Infinite horizon risk-sensitive control of diffusions without any blanket stability assumptions

TL;DR

This paper addresses the existence and optimality of solutions to the risk-sensitive control problem for diffusions over an infinite horizon, relaxing stability assumptions and providing new theoretical insights into the associated Hamilton-Jacobi-Bellman equation.

Contribution

It establishes existence, optimality, and uniqueness results for the risk-sensitive HJB equation under minimal stability assumptions and introduces new findings on the multiplicative Poisson equation.

Findings

Existence of solutions to the risk-sensitive HJB equation.

Optimality of stationary Markov controls under near-monotonic costs.

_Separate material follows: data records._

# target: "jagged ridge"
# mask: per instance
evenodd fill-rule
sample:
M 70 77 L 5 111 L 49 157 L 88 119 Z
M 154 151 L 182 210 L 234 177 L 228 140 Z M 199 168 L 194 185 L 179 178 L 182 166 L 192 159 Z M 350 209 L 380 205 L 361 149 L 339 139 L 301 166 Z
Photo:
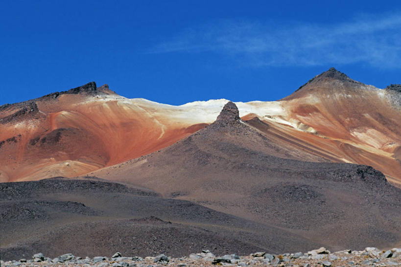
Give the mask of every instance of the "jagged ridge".
M 305 84 L 300 86 L 295 91 L 300 90 L 306 86 L 313 83 L 322 81 L 325 78 L 330 78 L 334 80 L 337 80 L 343 82 L 351 83 L 353 84 L 363 84 L 360 82 L 353 80 L 348 77 L 346 74 L 339 71 L 334 67 L 330 67 L 326 71 L 317 75 Z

Conditions for uniqueness and verification of solutions.

Abstract

We consider the infinite horizon risk-sensitive problem for nondegenerate diffusions with a compact action space, and controlled through the drift. We only impose a structural assumption on the running cost function, namely near-monotonicity, and show that there always exists a solution to the risk-sensitive Hamilton-Jacobi-Bellman (HJB) equation, and that any minimizer in the Hamiltonian is optimal in the class of stationary Markov controls. Under the additional hypothesis that the coefficients of the diffusion are bounded, and satisfy a condition that limits (even though it still allows) transient behavior, we show that any minimizer in the Hamiltonian is optimal in the class of all admissible controls. In addition, we present a sufficient condition, under which the solution of the HJB is unique (up to a multiplicative constant), and establish the usual verification result. We also present some new results concerning the multiplicative Poisson equation for elliptic operators in $\mathbb{R}^d$.